The steps of the re-provisioning process are printed with [<running date> GOLDEN-IMAGE-RECOVERY] prefix and are outlined in the following:
[<running date> GOLDEN-IMAGE-RECOVERY] Checking pcie slot is in reset
[<running date> GOLDEN-IMAGE-RECOVERY] Read golden images from flash
[<running date> GOLDEN-IMAGE-RECOVERY] Set FNP to 0
[<running date> GOLDEN-IMAGE-RECOVERY] Checking rshim interface after SOC hard reset
[<running date> GOLDEN-IMAGE-RECOVERY] Starting ATF/UEFI golden image update
[<running date> GOLDEN-IMAGE-RECOVERY] Finished updating ATF/UEFI golden image
[<running date> GOLDEN-IMAGE-RECOVERY] Starting NIC FW golden image update
[<running date> GOLDEN-IMAGE-RECOVERY] Finished updating NIC FW golden image
[<running date> GOLDEN-IMAGE-RECOVERY] Stop Redfish server
[<running date> GOLDEN-IMAGE-RECOVERY] Configure Recovery image to boot from network
[<running date> GOLDEN-IMAGE-RECOVERY] set FNP to 1
[<running date> GOLDEN-IMAGE-RECOVERY] Booting BFB from network
[<running date> GOLDEN-IMAGE-RECOVERY] Start Redfish server
[<running date> GOLDEN-IMAGE-RECOVERY] Set boot option to default
if halt_hard_reset is 0:
[<running date> GOLDEN-IMAGE-RECOVERY] Finished programming image from network. Start DPU hard reset
if halt_hard_reset is 1:
[<running date> GOLDEN-IMAGE-RECOVERY] Finished programming image from network
[<running date> GOLDEN-IMAGE-RECOVERY] The Reprovisioning process was halted at user's request. To complete the process, please power cycle the device
A failed update prints the following:
[<running date> GOLDEN-IMAGE-RECOVERY] ERROR: aborting process! PCIE is not in reset.

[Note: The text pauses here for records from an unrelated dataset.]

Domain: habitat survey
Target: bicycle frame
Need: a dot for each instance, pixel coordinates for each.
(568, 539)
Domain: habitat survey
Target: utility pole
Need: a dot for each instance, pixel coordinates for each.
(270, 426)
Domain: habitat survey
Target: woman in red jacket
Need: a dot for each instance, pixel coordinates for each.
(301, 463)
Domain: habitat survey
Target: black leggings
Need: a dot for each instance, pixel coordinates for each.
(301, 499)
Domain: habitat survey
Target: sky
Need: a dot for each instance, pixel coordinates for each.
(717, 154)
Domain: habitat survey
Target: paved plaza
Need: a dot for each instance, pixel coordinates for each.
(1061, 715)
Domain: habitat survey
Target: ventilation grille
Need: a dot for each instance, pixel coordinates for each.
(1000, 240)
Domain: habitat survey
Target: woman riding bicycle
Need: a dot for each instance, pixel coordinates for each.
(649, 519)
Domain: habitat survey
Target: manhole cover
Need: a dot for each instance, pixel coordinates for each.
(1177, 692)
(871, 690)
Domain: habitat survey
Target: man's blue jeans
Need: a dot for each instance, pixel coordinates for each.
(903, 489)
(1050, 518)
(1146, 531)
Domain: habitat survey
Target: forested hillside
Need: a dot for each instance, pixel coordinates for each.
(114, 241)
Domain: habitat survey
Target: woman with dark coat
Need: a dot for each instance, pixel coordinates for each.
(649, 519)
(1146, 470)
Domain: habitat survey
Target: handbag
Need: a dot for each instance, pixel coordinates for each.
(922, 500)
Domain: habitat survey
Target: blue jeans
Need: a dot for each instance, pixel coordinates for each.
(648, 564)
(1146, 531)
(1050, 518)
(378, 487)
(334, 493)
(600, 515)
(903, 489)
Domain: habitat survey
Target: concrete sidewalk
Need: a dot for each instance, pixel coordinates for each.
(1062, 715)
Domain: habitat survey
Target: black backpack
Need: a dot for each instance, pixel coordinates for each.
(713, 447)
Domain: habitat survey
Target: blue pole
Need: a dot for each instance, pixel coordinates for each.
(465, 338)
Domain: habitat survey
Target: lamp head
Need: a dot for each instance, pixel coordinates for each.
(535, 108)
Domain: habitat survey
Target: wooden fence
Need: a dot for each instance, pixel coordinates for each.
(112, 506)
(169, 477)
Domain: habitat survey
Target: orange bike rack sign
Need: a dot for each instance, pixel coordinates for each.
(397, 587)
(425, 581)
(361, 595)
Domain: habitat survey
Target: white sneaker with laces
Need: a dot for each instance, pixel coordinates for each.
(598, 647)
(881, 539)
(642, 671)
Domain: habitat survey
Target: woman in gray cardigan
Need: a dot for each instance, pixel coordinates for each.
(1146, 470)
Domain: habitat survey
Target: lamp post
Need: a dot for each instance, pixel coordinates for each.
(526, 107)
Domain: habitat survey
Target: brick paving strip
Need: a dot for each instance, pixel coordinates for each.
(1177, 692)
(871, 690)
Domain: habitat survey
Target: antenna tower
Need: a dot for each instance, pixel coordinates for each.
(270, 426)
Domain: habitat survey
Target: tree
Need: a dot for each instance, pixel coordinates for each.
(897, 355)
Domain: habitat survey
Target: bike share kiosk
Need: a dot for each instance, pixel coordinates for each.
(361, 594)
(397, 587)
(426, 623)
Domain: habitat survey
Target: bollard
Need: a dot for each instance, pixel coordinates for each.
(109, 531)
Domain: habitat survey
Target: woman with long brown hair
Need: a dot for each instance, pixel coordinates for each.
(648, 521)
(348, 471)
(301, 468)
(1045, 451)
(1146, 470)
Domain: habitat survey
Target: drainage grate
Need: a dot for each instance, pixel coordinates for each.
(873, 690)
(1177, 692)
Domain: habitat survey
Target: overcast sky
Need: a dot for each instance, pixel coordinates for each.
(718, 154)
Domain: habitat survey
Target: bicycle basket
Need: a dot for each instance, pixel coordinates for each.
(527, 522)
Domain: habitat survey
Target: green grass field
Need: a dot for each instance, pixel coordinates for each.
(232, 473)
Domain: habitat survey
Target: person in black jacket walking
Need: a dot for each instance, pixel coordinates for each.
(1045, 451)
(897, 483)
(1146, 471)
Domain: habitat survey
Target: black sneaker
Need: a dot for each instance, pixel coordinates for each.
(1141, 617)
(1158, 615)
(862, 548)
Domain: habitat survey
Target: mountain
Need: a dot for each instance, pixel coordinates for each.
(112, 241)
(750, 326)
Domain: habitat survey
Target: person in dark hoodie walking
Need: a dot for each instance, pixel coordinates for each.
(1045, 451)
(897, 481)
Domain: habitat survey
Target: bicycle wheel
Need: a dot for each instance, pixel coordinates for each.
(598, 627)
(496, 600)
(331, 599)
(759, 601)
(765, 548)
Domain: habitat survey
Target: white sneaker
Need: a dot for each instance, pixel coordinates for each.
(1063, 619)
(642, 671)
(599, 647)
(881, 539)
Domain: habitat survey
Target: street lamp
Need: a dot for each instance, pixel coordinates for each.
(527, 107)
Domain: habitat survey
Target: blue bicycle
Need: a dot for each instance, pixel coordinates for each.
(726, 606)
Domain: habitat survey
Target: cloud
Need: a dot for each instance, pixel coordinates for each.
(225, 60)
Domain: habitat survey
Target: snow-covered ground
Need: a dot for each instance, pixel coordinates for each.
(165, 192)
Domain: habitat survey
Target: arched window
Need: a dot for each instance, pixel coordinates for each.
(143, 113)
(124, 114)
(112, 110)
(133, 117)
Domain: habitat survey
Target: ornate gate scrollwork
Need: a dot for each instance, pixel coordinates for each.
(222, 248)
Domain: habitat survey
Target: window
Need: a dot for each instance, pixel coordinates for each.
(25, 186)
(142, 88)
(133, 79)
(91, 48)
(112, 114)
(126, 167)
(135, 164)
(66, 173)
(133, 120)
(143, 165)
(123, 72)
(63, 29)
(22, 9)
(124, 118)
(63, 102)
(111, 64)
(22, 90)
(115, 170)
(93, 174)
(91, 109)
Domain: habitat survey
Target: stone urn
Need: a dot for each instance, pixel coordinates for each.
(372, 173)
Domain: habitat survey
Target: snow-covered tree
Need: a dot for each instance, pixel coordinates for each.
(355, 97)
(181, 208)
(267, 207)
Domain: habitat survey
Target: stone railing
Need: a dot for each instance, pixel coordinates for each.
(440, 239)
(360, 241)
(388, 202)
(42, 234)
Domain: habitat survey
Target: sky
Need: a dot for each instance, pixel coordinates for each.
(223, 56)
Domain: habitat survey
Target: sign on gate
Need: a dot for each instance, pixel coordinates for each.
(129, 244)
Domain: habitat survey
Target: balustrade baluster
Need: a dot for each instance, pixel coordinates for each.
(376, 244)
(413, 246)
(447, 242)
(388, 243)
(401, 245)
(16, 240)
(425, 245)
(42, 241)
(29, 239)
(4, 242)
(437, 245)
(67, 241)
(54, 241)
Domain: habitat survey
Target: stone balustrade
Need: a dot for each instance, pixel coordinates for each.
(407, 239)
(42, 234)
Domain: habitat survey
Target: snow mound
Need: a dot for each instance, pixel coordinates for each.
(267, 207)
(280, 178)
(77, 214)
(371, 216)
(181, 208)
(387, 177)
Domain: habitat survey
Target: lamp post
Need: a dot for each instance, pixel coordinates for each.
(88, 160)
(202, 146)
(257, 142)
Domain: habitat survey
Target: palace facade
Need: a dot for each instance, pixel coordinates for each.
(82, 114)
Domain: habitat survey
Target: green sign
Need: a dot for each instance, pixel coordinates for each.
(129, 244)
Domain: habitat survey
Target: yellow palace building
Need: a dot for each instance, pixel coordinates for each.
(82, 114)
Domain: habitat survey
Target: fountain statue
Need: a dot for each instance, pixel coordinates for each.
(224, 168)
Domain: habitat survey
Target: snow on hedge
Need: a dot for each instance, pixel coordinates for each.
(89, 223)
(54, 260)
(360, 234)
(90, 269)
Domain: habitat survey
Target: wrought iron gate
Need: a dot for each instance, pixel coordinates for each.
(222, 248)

[<running date> GOLDEN-IMAGE-RECOVERY] ERROR: Reading golden_image_nic failed
[<running date> GOLDEN-IMAGE-RECOVERY] ERROR: Reading golden_image_arm failed
[<running date> GOLDEN-IMAGE-RECOVERY] ERROR: rshim has not started successfully
[<running date> GOLDEN-IMAGE-RECOVERY] ERROR: pushing ATF/UEFI golden image over rshim failed
[<running date> GOLDEN-IMAGE-RECOVERY] ERROR: programming of ATF/UEFI golden image failed
[<running date> GOLDEN-IMAGE-RECOVERY] ERROR: pushing NIC FW golden image over rshim failed
[<running date> GOLDEN-IMAGE-RECOVERY] ERROR: programming of NIC FW golden image failed
[<running date> GOLDEN-IMAGE-RECOVERY] ERROR: failed to configure image to boot from network
[<running date> GOLDEN-IMAGE-RECOVERY] ERROR: programming of image from network failed: NIC firmware update failed
[<running date> GOLDEN-IMAGE-RECOVERY] ERROR: programming of image from network failed: Installation failed
[<running date> GOLDEN-IMAGE-RECOVERY] ERROR: programming of image from network failed: Failed to get Linux up
Due to line buffering in the BlueField Arm console, buffered output lines receive the same timestamp value in <running date> when they are redirected to the BlueField BMC console.